Each phase is a named participant. Execution is sequential by default, so phase 2 only starts after phase 1 succeeds.

Ralph:

Terminal window
git worktree add ../project-auth -b feature/auth
git worktree add ../project-api -b feature/api
cd ../project-auth
/ralph-loop:ralph-loop "Build auth" --max-iterations 30 &
cd ../project-api
/ralph-loop:ralph-loop "Build API" --max-iterations 30 &
wait

duckflux:

flow:
- parallel:
- as: auth
type: exec
run: cat PROMPT_AUTH.md | $AGENT
cwd: ../project-auth
onError: retry
retry:
max: 30
- as: api
type: exec
run: cat PROMPT_API.md | $AGENT
cwd: ../project-api
onError: retry
retry:
max: 30

No &, no wait, no PID management. The runtime handles concurrency, and the trace shows both branches side by side.

Ralph:

Terminal window
cat PROMPT.md | $AGENT
if [ -f "output.json" ]; then
cat PROMPT_PHASE2.md | $AGENT
fi

duckflux:

participants:
phase1:
type: exec
run: cat PROMPT.md | $AGENT
phase2:
type: exec
run: cat PROMPT_PHASE2.md | $AGENT
flow:
- phase1
- phase2:
when: phase1.status == "success"

ConcernRalph Loopduckflux
Retry logicHand-rolled bashonError: retry + retry.max
Parallel execution& + wait + PID trackingparallel: with named branches
Error handlingset -e / trap / if chainsonError: fail | skip | retry per step
Execution traceTerminal scrollbackStructured JSON trace with step-level detail
CompositionCopy-paste scriptsNamed participants + nested workflows
PortabilityBash + your machineAny duckflux-conforming runtime
ReadabilityGrows linearly with complexityDeclarative: complexity stays flat

  1. Install the runtime:
Terminal window
bun add -g @duckflux/runner
  1. Write your workflow as a .duck.yaml file using the patterns above.

  2. Run it:

Terminal window
quack run codegen-loop.duck.yaml
  1. Inspect the trace to see exactly what happened at each step.

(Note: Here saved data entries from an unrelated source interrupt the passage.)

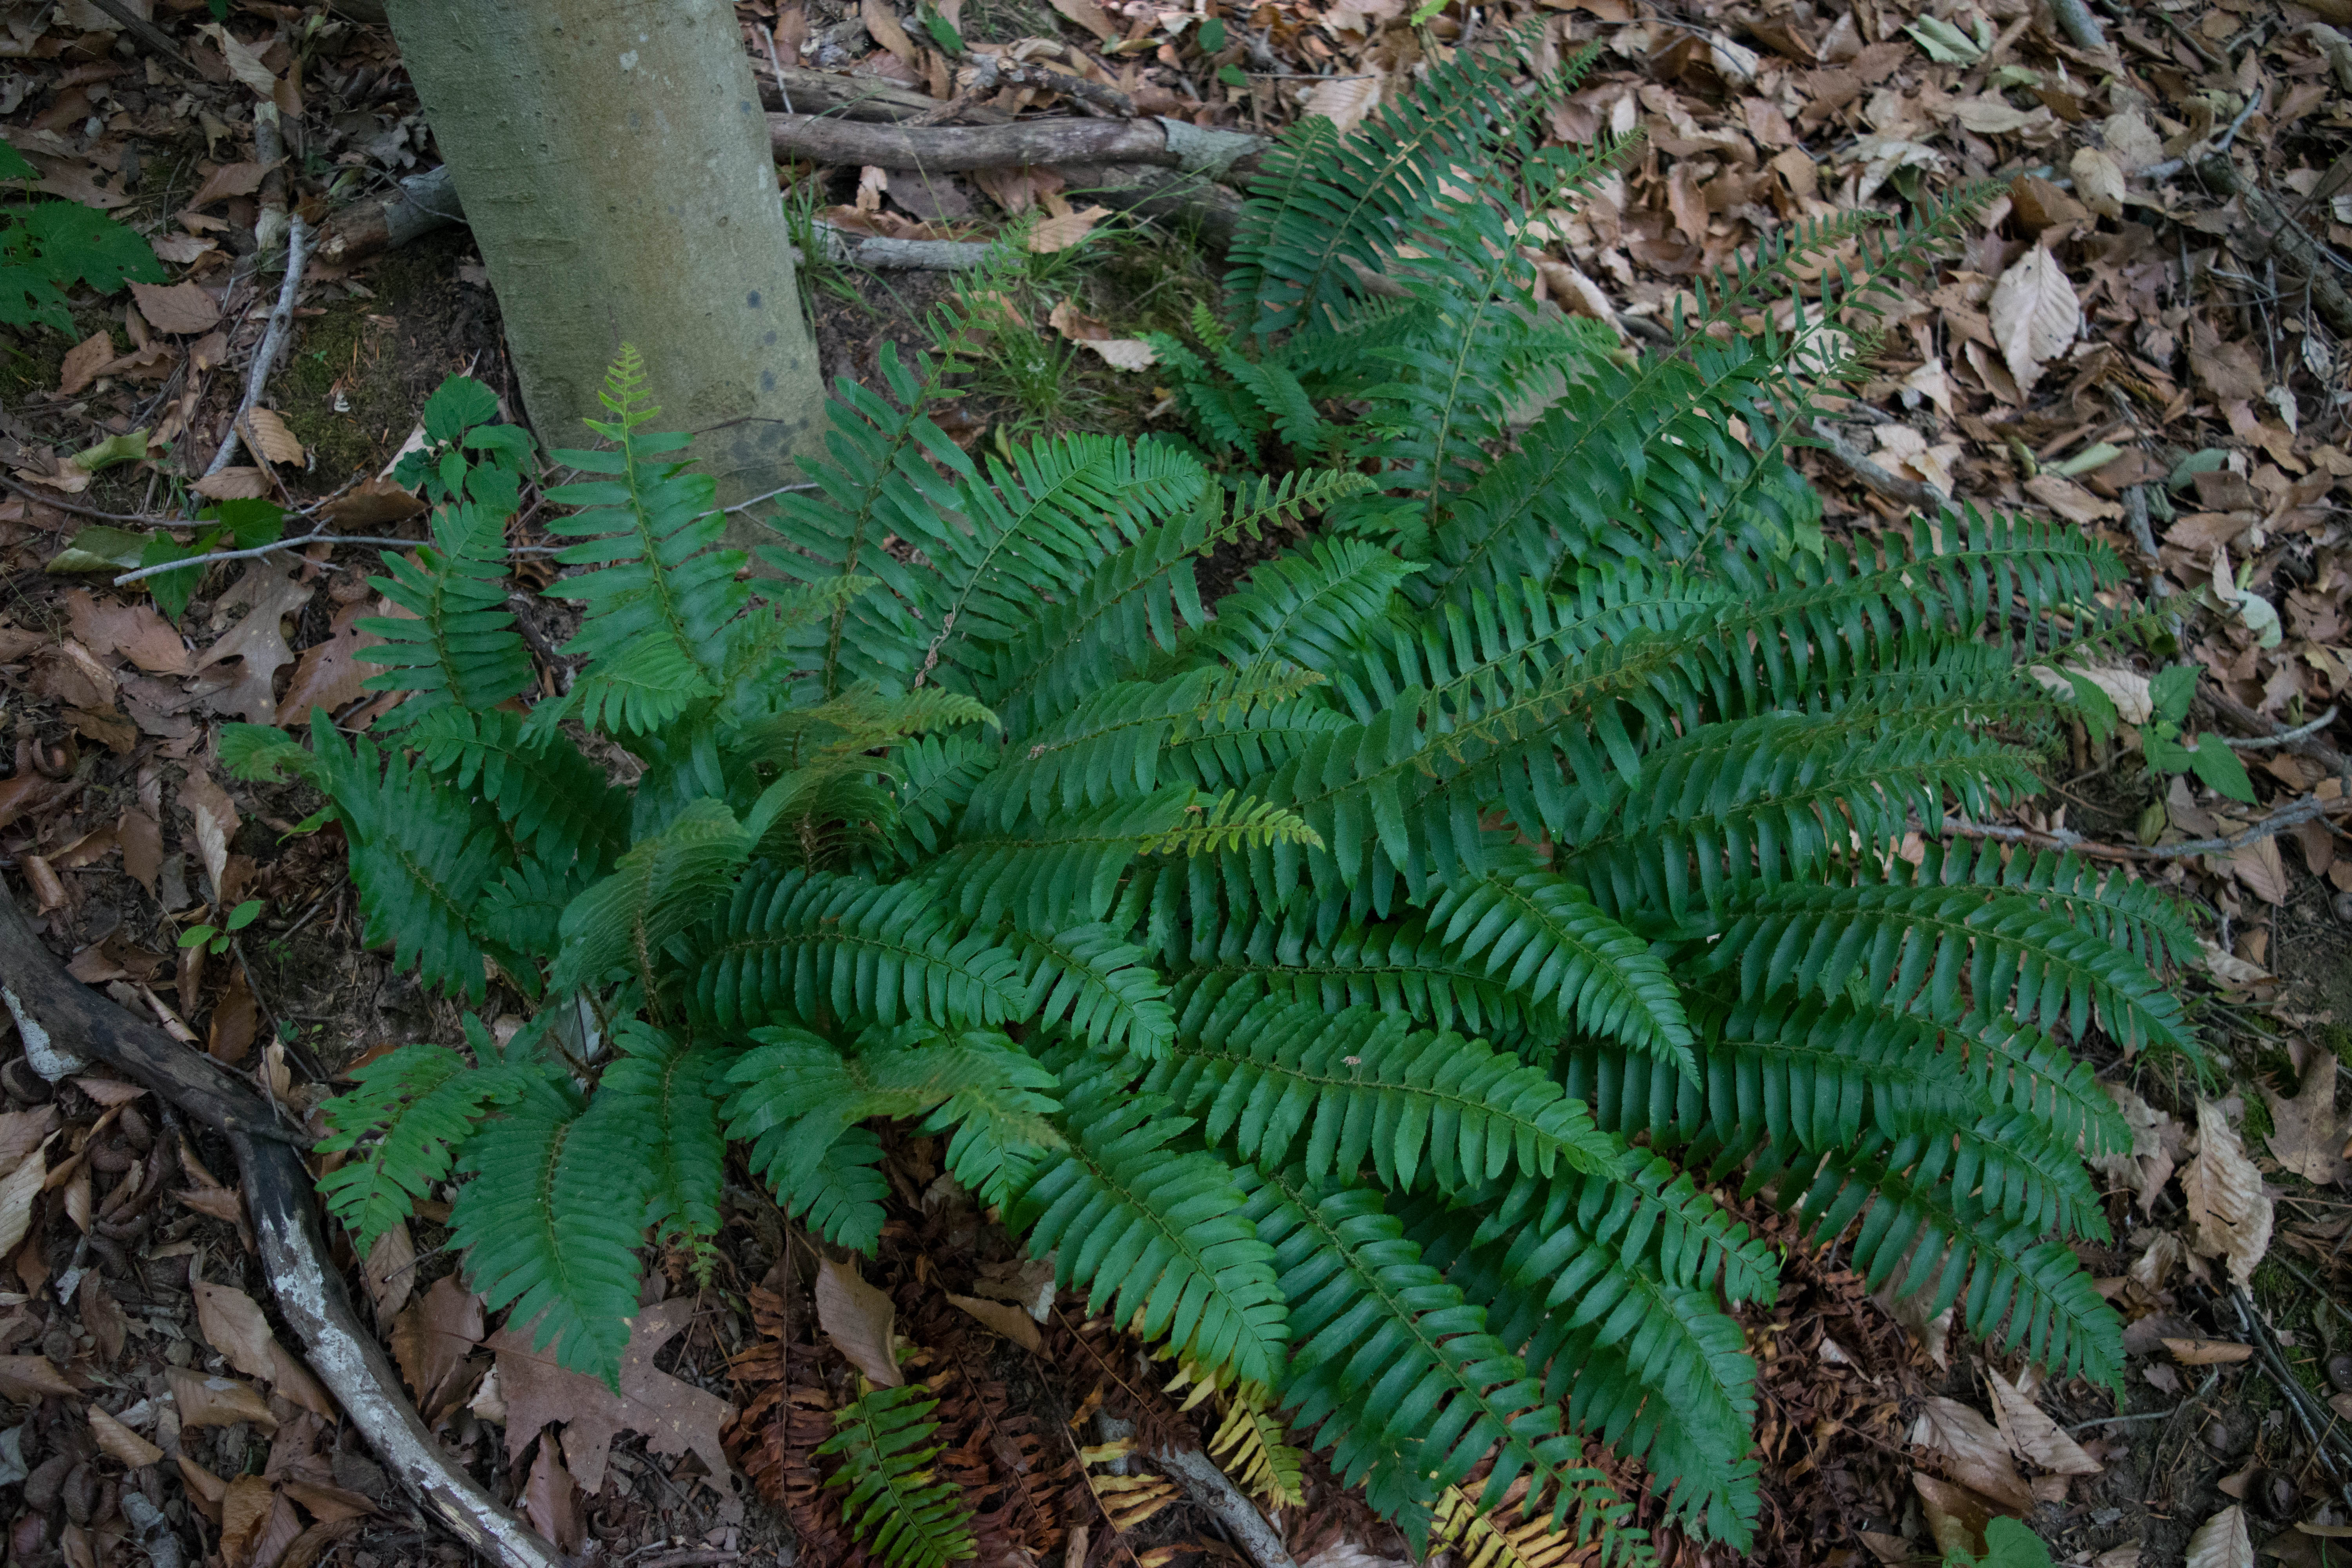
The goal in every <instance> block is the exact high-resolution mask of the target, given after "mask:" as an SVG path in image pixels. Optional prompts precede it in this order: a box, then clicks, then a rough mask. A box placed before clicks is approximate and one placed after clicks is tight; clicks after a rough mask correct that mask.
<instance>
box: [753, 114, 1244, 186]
mask: <svg viewBox="0 0 2352 1568" xmlns="http://www.w3.org/2000/svg"><path fill="white" fill-rule="evenodd" d="M767 132H769V143H771V146H774V150H776V158H797V160H802V162H814V165H835V167H844V165H877V167H882V169H922V172H927V174H955V172H964V169H1018V167H1023V165H1152V167H1162V169H1185V172H1188V174H1207V176H1209V179H1225V176H1232V174H1247V172H1249V169H1251V167H1256V158H1258V153H1263V150H1265V146H1268V143H1265V139H1263V136H1247V134H1242V132H1204V129H1200V127H1195V125H1185V122H1181V120H1016V122H1011V125H960V127H934V125H866V122H858V120H833V118H826V115H769V118H767Z"/></svg>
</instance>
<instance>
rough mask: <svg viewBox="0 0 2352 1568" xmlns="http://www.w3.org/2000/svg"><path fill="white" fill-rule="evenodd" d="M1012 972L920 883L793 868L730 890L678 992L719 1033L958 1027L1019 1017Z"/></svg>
mask: <svg viewBox="0 0 2352 1568" xmlns="http://www.w3.org/2000/svg"><path fill="white" fill-rule="evenodd" d="M1018 969H1021V959H1018V957H1016V954H1011V952H1007V950H1004V947H1000V945H997V943H995V938H990V936H988V933H981V931H971V926H969V924H967V922H962V919H960V917H957V914H955V910H950V907H946V905H941V903H936V900H934V896H931V893H929V889H924V886H920V884H913V882H898V884H875V882H863V879H858V877H835V875H826V872H802V870H793V872H781V875H771V877H760V875H755V877H746V879H743V882H741V884H739V886H736V893H734V900H731V903H729V905H727V912H724V917H720V922H717V924H715V926H713V929H710V931H708V933H706V936H703V938H699V940H696V950H694V959H691V964H689V969H687V987H689V994H691V997H694V1006H696V1009H699V1011H701V1013H706V1016H708V1018H713V1020H715V1023H717V1025H720V1027H748V1025H757V1023H764V1020H771V1018H774V1020H795V1018H797V1020H811V1023H818V1020H840V1023H851V1025H863V1023H875V1025H891V1023H898V1020H901V1018H920V1020H927V1023H936V1025H941V1027H964V1025H983V1023H1002V1020H1007V1018H1016V1016H1018V1009H1021V987H1018V985H1016V971H1018Z"/></svg>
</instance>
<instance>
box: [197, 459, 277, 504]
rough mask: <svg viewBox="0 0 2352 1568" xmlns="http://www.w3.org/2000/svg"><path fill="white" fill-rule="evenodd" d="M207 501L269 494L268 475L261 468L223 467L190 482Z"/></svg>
mask: <svg viewBox="0 0 2352 1568" xmlns="http://www.w3.org/2000/svg"><path fill="white" fill-rule="evenodd" d="M188 489H193V491H195V494H198V496H205V498H207V501H256V498H259V496H266V494H270V475H268V473H266V470H261V468H242V465H240V468H223V470H221V473H209V475H205V477H202V480H198V482H195V484H191V487H188Z"/></svg>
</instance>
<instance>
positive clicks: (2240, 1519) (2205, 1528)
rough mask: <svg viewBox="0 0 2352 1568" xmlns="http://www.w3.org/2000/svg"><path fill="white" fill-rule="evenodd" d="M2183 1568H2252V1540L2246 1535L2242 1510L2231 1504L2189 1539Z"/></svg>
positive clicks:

Ralph Loops proved that iterative AI automation works. duckflux takes that insight and gives it structure. The philosophy stays the same (iteration over perfection, persistence wins), but you trade bash glue for a declarative spec that’s reproducible, traceable, and composable.

The best prompt in the world still needs an orchestrator. That’s what duckflux is for.